Science

NASA is Going to Hobble Through a Trump Presidency

by Neel V. Patel
Flickr / jetheriot

Donald Trump added six more people to his NASA transition team on Friday, it’s not looking good for anybody who wants to see NASA continue its scientific research. It’s looking increasingly likely that a Trump administration will seek to slash the agency’s budget, in favor of providing an bigger window for private companies.

In short, private companies send up telecommunications satellites, they don’t launch satellites that study global weather patterns to better understand the destructive force of hurricanes, just to cite an example that’s happening right now.

Since starting his campaign, Trump and his advisors have been quiet about the incoming administration’s plans for NASA and U.S. space policy — other than Mike Pence promises about making space great again — but there have been two policy changes made explicit by the campaign:

  • Increase U.S. military assets in space.

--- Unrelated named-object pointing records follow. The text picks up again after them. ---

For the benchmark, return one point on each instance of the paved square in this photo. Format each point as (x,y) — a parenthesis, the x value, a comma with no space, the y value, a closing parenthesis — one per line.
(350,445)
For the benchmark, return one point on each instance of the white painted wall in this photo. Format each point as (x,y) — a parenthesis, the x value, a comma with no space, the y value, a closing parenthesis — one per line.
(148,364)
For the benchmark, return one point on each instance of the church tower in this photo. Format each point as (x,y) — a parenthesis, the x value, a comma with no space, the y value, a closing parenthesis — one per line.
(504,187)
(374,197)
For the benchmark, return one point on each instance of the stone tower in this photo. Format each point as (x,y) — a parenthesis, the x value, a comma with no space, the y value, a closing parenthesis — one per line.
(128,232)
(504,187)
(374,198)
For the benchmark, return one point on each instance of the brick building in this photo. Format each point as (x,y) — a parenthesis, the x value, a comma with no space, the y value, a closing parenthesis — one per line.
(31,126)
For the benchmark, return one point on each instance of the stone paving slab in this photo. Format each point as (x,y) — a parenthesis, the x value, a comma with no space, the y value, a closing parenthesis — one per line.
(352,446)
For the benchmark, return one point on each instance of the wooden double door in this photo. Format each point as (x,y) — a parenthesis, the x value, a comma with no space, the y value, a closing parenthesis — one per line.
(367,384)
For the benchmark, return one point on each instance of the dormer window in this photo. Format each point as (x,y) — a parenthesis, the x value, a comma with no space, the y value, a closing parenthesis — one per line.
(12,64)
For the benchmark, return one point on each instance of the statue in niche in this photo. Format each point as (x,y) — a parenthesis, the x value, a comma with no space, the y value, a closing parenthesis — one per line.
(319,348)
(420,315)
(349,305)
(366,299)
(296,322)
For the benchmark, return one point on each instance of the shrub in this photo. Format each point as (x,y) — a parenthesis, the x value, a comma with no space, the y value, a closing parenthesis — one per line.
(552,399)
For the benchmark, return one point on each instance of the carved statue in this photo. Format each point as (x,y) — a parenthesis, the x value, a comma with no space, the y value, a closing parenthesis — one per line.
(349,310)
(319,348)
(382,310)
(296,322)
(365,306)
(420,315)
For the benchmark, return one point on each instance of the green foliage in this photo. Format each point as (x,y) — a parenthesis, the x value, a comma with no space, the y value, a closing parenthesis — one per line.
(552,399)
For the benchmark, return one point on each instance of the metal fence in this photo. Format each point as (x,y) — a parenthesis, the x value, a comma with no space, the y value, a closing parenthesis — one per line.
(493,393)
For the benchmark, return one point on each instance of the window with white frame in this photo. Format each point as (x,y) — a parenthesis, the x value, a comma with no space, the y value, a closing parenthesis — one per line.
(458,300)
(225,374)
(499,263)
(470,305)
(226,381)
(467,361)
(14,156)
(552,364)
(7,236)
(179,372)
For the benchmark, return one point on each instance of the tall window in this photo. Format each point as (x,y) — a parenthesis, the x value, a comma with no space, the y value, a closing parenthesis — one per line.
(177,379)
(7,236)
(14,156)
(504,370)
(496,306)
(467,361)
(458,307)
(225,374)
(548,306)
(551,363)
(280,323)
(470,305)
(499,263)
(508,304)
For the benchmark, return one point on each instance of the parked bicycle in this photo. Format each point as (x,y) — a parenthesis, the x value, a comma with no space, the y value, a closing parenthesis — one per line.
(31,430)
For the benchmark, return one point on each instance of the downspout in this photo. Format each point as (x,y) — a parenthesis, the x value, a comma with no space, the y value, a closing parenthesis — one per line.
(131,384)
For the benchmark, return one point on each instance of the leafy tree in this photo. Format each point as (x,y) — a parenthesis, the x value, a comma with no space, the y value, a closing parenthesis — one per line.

The former objective seemed to take much more solid shape after Trump announced Chris Shank as the lead for the NASA transition team, as well as Mark Albrecht to the defense department transition team. The newest additions to Shanks team suggest Trump is serious about the latter goal as well.

Private contractors like SpaceX could have more opportunity during a Trump presidency.

Getty Images / ESA

Perhaps the most discouraging addition to the NASA team is Greg Autry, an University of Southern California professor of entrepreneurship, who has been bullish about the potential for the commercial space industry to usher in a new era of space exploration despite how many exploding Falcon 9 rockets rain down on Earth.

Autry has in particularly derided the Space Launch System, the rocketry system NASA is building that will help launch bigger payloads into deep space, in anticipation of a crewed mission to Mars.

“We will discontinue spending on Space Launch System, a giant government rocket, lacking both innovation and a mission,” he writes in an op-ed on Forbes in October. “While SLS has consumed the largest single piece of NASA’s budget for years, private sector operators like SpaceX and Blue Origin have leapfrogged it with more efficient, reusable boosters.”

If you’ve paid close attention to SpaceX and Blue Origin so far, you’re probably thinking that’s a ridiculous thing to say.

The companies founded by Elon Musk and Jeff Bezos, respectively, have shown a surprising amount of access with reusable rockets — and this is essential for making spaceflight cheaper and more accessible to the rest of the world — but those companies are nowhere near ready to take on launches that aim to get spacecraft beyond Earth’s orbit. To say those companies have “leapfrogged” NASA isn’t quite right: while the companies can do reusable rockets, they still can’t launch past Earth’s orbit.

Another addition to the transition team is Steve Cook, the former head of the Ares 1 and Ares 5 rocket programs (scrapped by President Obama in favor of SLS). Cook has since worked in rocket design in the private sector, and might also be more keen to allow the private sector to fulfill NASA’s rocket needs.

The other four new members of the transition team are:

  • Jack Burns, a University of Colorado professor and senior vice president of the American Astronomical Society
  • Rodney Liesveld, a former NASA policy advisor
  • Sandy Magnus, former NASA astronaut and executive director of the American Institute of Aeronautics and Astronautics
  • Jeff Waksman, a former research fellow at the U.S. House of Representatives

We’ll have to wait and see exactly what kind of cuts and changes NASA will endure. If space exploration takes a significant hit, we might expect to see less U.S. spacecraft jetting off for other worlds and more ESA landers making crash landings on those rocks instead.